Discussing machine embroidery · New Designs

capturing wild flowers in a summer meadow

I love this time of year when I can almost see the growth of the plants in the garden. There also seems to be an abundance of flowers everywhere I look in the shops, on bedding, table linens, curtains, clothes and china to name a few. I decided now was the perfect time to capture some of my favourite wild flowers that grow here in England, cornflowers, corn cockles, buttercups, harebells, cow parsley and clover. These may not grow in other countries and if they do I suspect they have different common names, but I love their graceful simplicity which I have tried to capture, even though they are regarded by many as mere weeds…..

Some images of flowers are not very accurate, others give a great deal of detail while others capture the overall effect. In digitising these flowers I have tried to make them look as natural as possible in stitch form, but confess that the insects that I have added to this new collection are not quite to scale.

I started with the buttercups (ranunculus), those precious bright flowers which we used to hold under our chins to see if we liked butter! It took several attempts to make these petals look like the cups they are named after. When you stitch these out you will see I have used an entirely new method of stitching them.

Next came the corn cockles, (agrostemma githago) outstandingly beautiful flowers, with deep pink veining which was a challenge. Forgive me that the veining is not as delicate and broken into tiny lines as the actual flowers.

As blue flowers are less common, I have a soft spot for them all, and the intense colour of the cornflower (centaurea cyanus) is delightful. It would be impossible to embroider every petal so I have opted for a few petals and some outlines. Do make sure you use a vibrant thread for these flowers please.

Another flower that I have always loved are the harebells (campanula rotundifolia) which I first remember seeing growing on the chalk downs around Winchester. These particular flowers appear to be so fragile but very graceful.

Cow parsley or Queen Anne’s lace (anthriscus sylvestris) has to be another favourite of mine, which I had promised myself I would digitise one day.

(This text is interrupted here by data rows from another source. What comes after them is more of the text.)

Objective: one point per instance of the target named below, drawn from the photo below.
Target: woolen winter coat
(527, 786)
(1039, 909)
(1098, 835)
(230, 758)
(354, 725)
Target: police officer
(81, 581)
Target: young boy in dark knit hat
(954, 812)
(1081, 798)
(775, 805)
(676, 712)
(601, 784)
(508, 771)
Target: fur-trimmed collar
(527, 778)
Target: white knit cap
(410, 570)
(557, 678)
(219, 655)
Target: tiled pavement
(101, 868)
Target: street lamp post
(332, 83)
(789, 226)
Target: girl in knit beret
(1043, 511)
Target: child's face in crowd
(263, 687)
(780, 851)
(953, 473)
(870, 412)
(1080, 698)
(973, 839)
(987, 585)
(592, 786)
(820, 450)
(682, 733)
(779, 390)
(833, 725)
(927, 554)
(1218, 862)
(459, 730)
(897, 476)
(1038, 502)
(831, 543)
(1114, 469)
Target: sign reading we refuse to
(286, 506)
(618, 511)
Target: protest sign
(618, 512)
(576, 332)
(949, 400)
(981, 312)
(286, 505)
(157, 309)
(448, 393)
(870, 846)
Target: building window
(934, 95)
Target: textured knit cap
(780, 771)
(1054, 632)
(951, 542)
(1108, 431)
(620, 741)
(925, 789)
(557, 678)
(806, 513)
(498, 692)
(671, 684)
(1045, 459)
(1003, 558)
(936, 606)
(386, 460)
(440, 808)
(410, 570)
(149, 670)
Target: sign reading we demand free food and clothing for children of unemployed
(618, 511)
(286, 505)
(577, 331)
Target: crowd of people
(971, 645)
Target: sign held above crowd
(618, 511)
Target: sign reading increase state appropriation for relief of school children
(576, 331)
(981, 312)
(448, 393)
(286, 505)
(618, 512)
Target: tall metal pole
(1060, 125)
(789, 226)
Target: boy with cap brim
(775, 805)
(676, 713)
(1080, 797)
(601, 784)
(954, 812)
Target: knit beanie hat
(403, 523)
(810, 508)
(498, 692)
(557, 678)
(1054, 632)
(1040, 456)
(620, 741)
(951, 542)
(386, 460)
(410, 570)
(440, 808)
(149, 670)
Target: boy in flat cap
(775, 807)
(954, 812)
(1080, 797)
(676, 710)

When it grows in such profusion along the sides of country lanes in late spring it is almost impossible to believe it comes from the carrot family, displaying the beauty of lace!  As the flowers are so small it is not possible to capture their beauty but the just the overall effect of these majestic plants.

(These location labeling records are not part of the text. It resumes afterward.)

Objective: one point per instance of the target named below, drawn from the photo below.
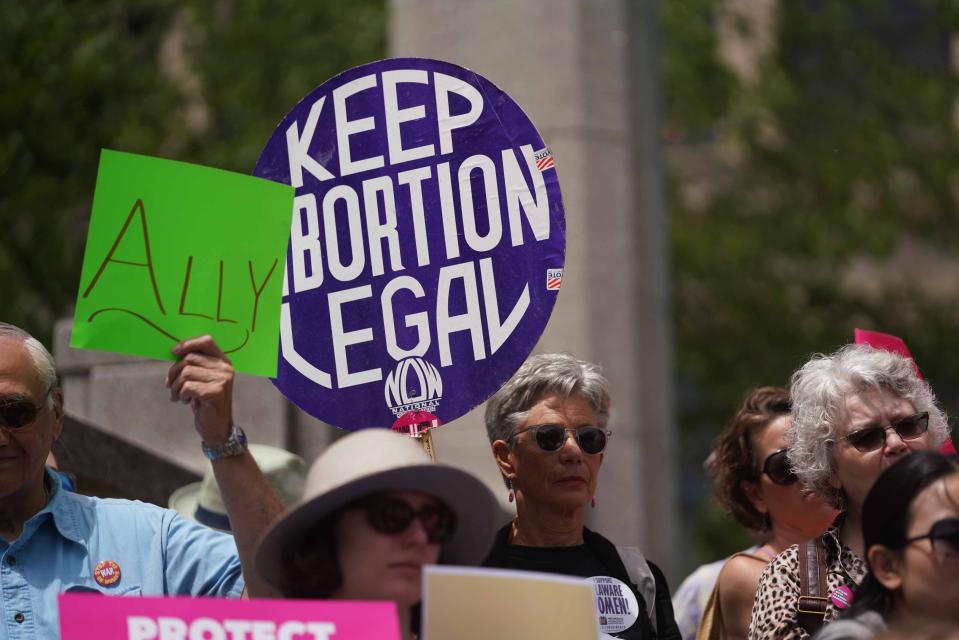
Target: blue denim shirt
(158, 553)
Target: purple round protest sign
(426, 244)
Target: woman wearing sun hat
(375, 510)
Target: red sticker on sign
(107, 573)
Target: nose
(415, 534)
(570, 450)
(894, 442)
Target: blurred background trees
(198, 81)
(811, 145)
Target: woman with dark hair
(375, 510)
(910, 526)
(755, 484)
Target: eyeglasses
(393, 515)
(552, 437)
(944, 536)
(777, 467)
(872, 438)
(18, 414)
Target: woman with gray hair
(548, 430)
(855, 413)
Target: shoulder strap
(642, 576)
(811, 607)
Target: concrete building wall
(570, 65)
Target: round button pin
(107, 573)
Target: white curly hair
(819, 392)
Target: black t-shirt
(571, 561)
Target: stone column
(583, 72)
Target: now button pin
(106, 573)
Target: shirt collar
(62, 509)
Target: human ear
(57, 409)
(886, 566)
(755, 495)
(501, 453)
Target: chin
(405, 596)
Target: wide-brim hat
(375, 461)
(201, 501)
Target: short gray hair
(819, 392)
(541, 375)
(42, 360)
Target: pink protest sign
(85, 616)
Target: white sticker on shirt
(616, 605)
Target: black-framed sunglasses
(777, 467)
(552, 437)
(872, 438)
(19, 414)
(394, 515)
(944, 536)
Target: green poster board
(177, 250)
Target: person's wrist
(234, 444)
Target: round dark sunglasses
(552, 437)
(872, 438)
(944, 536)
(393, 515)
(776, 466)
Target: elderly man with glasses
(53, 541)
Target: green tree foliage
(199, 81)
(834, 177)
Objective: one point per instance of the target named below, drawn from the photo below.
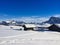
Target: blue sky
(21, 8)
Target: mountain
(53, 20)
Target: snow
(15, 37)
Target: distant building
(29, 27)
(54, 27)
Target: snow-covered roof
(58, 25)
(30, 25)
(44, 25)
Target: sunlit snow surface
(16, 37)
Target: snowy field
(15, 37)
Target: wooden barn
(54, 27)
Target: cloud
(57, 15)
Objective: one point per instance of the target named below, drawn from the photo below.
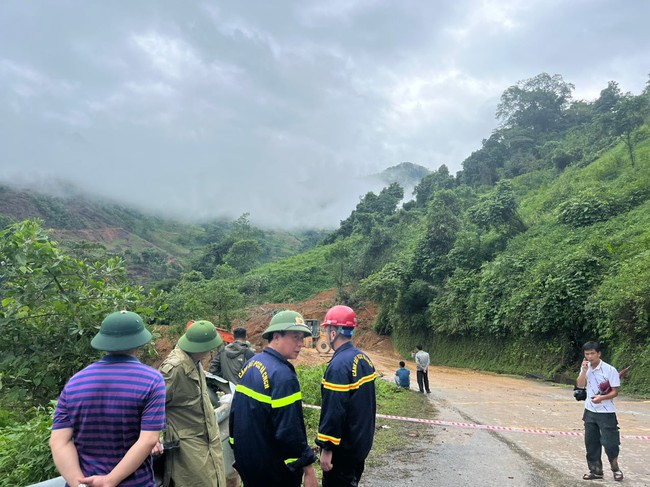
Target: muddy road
(451, 455)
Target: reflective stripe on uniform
(331, 439)
(348, 387)
(275, 403)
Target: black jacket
(349, 405)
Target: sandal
(594, 476)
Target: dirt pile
(259, 316)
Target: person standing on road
(110, 414)
(267, 427)
(229, 361)
(348, 407)
(403, 376)
(601, 425)
(422, 369)
(191, 423)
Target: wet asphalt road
(454, 456)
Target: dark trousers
(423, 381)
(601, 431)
(346, 472)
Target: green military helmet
(201, 336)
(286, 321)
(120, 331)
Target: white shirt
(421, 360)
(595, 376)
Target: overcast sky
(210, 108)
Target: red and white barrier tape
(458, 424)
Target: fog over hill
(308, 207)
(279, 108)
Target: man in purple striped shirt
(110, 414)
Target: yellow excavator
(318, 339)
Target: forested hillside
(540, 243)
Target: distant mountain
(406, 174)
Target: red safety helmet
(341, 316)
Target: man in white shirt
(601, 426)
(422, 369)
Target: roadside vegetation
(540, 243)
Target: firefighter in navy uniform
(267, 428)
(347, 421)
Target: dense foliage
(52, 306)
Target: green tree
(430, 262)
(498, 210)
(243, 255)
(52, 306)
(628, 115)
(538, 103)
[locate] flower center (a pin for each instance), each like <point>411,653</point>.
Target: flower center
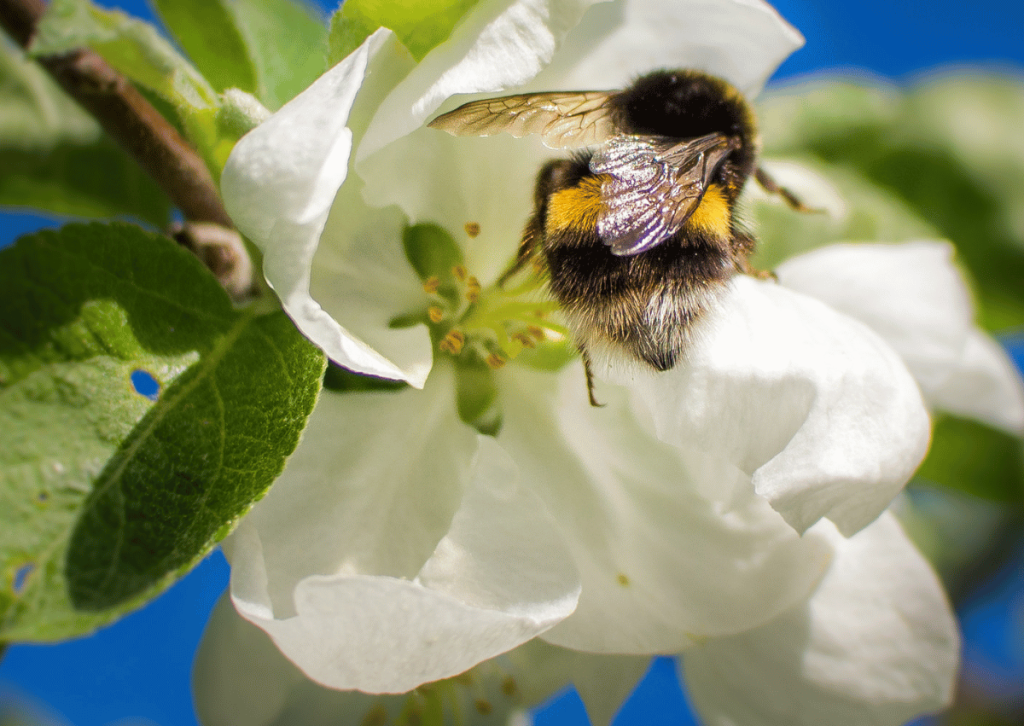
<point>480,329</point>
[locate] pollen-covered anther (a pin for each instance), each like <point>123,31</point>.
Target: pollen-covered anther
<point>496,361</point>
<point>453,342</point>
<point>431,285</point>
<point>525,339</point>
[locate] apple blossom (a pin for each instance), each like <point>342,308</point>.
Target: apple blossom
<point>728,508</point>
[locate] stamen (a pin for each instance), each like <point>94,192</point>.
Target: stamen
<point>527,342</point>
<point>453,342</point>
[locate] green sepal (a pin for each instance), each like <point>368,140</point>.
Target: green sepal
<point>476,395</point>
<point>975,459</point>
<point>420,25</point>
<point>107,495</point>
<point>431,250</point>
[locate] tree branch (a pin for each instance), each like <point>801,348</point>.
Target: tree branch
<point>127,117</point>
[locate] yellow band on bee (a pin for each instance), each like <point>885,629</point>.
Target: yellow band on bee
<point>576,208</point>
<point>713,215</point>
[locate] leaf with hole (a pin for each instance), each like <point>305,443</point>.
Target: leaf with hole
<point>142,416</point>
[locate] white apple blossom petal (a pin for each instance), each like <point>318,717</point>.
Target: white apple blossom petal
<point>499,44</point>
<point>876,645</point>
<point>486,181</point>
<point>984,385</point>
<point>279,185</point>
<point>813,406</point>
<point>909,294</point>
<point>742,41</point>
<point>672,547</point>
<point>913,296</point>
<point>241,679</point>
<point>380,569</point>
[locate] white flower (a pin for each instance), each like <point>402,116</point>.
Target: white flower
<point>723,508</point>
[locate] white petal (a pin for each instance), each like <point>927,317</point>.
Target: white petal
<point>372,487</point>
<point>876,645</point>
<point>392,556</point>
<point>241,679</point>
<point>909,294</point>
<point>817,409</point>
<point>984,385</point>
<point>499,44</point>
<point>672,547</point>
<point>914,297</point>
<point>741,41</point>
<point>486,181</point>
<point>279,185</point>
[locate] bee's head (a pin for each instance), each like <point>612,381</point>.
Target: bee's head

The last flower I digitised was clover (trifolium pratense) a ground loving plant with wonderfully decorated leaves. I have digitised these flowers in two pinks but you can easily stitch them out in just one, but the two shades add some dimension to the flowers. Behind these clovers you can see a ground silhouette which draws the flowers together when they are displayed in a row. It will be available in the subsequent sets in the Summer Meadow collection.

To give a realistic view of a summer meadow you will also find several grasses, a new bee design, a ladybird and this precious marbled white butterfly. As well as arranging your flowers in single rows you could also place them in several rows alternating them. After a great deal of experimentation I came up with some borders and a quilt block for larger hoops. The cow parsley leaves make a wonderful small border which I will be developing.

The first set is now available, 30 designs for 4″ x 4″ hoops and there is also a freebie to test out. Enjoy these lovely designs and do share how your use these embroidery designs so I can place them on my website.

Happy embroidering from Hazel

8 thoughts on “capturing wild flowers in a summer meadow

  1. Reminiscent of my youth hiking through the fields searching for wild berries! This design set captures, through accurate imageries, the hidden beauty in a country journey beyond the blacktop and concrete.

  2. I absolutely love these Hazel, remind me of when I was a child with the buttercups and daisies and the clover, are you going to digitize a four leaf clover (the lucky one)

  3. Thank you so much for the new gift. Love the scent of clover especially in the evening when the fields are full and the dampness fills the air with the scent.

  4. Every time I see a new design I want to stop what I am doing and go to my embroidery machine and loose myself in the my special world. Your designs capture the beauty of a flower so we can have them all year round. As a gardener I dread fall because it means the end of gardening out doors but then I have this world that you create in embroidery designs to go to when I can no longer garden out doors. Thank you for giving me the best escape in the winter months. It is March here but we had 27 inches of snow 2 weeks ago in Lockport, NY, so I am still embroidering in doors. This design is perfect for spring. Thank you.